How did those words cause enlightenment? If you were doing Rinzai-style koan introspection under the guidance of a teacher, part of the process would be presenting your understanding of the koan to your teacher. You would have to show the teacher what you realize, and what Zhaozhou realized.

And no, I'm not going to try to explain what Zhaozhou realized. The best I can do is explain a bit about the koan tradition.

It's said (I never tried it myself) that if you begin your presentation with "I think the koan means ...," the teacher will immediately end the interview by ringing a bell. So, while there might be no right or wrong in the Tao, there is right and wrong in the dokusan room.

Instead of "right or wrong," Robert Aitken Roshi's translation reads, "How can this be discussed at the level of affirmation or negation?" We can't say it is; we can't say it isn't. We can't say.

This "we can't say" is a big barrier for many of us, me included. We're raised with the idea that anything that is real can be explained with words. In Zen, words are sometimes seen as traps and snares that we get caught in.

Some Zen teachers actually have criticized Nanquan for saying too much in this koan. According to Zenkei Shibayama, "Master Hakuin criticizes Nansen [Nanquan], saying 'I do not like such grandmotherly mildness.
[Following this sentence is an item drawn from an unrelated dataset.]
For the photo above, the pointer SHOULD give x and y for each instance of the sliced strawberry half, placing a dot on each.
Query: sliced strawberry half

He ought to beat Joshu [Zhaozhou] severely, without a word.'" Even Robert Aitken Roshi commented that the koan is unusually discursive, for a koan.
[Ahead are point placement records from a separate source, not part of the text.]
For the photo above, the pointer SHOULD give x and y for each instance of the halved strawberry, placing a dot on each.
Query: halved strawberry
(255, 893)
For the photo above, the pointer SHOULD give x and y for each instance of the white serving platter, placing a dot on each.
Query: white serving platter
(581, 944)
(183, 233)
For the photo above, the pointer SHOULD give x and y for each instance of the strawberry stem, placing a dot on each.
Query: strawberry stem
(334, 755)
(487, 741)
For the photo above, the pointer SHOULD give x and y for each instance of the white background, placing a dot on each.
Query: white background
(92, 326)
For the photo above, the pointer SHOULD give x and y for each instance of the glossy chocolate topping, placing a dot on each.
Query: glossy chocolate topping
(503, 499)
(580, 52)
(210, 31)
If a koan can't be explained with words, how do you present it to a teacher? You might gesture or shout, or sit silently.  Or, you might use words in a poetic, presentational way. The next part of the koan is an example of this.

The Mumonkan got its name because it is a collection of koans compiled by a monk named Mumon, or Wu-men in Chinese. And Wu-men added his own commentary -- "Questioned by Zhaozhou, Nanquan lost no time in showing the smashed tile and melted ice, where no explanation is possible."

Zenkei Shibayama explained that Wu-men is warning "truth-seekers, who are liable to fall into intellectual interpretation that the true ordinary mind can never be fully expounded in words."

Wu-men continues, "Even though Zhaozhou may be enlightened, he can truly get it only after studying for thirty more years." According to Shibayama, the "thirty years" does not refer to a fixed length of time; it really means "indefinitely." Wu-men is saying that the training never ends.

The Rinzai and Soto schools approach koans differently, and each approach has its strengths and weakness. The strength of Rinzai, I believe,  is that it gives practice an edge and keeps it from getting mushy. It's a great antidote to the wrong-headed belief that Zen is just a nice philosophy or a stress-reduction practice. Anyone who thinks that way would do well to spend time with masters Nansen and Zhaozhou.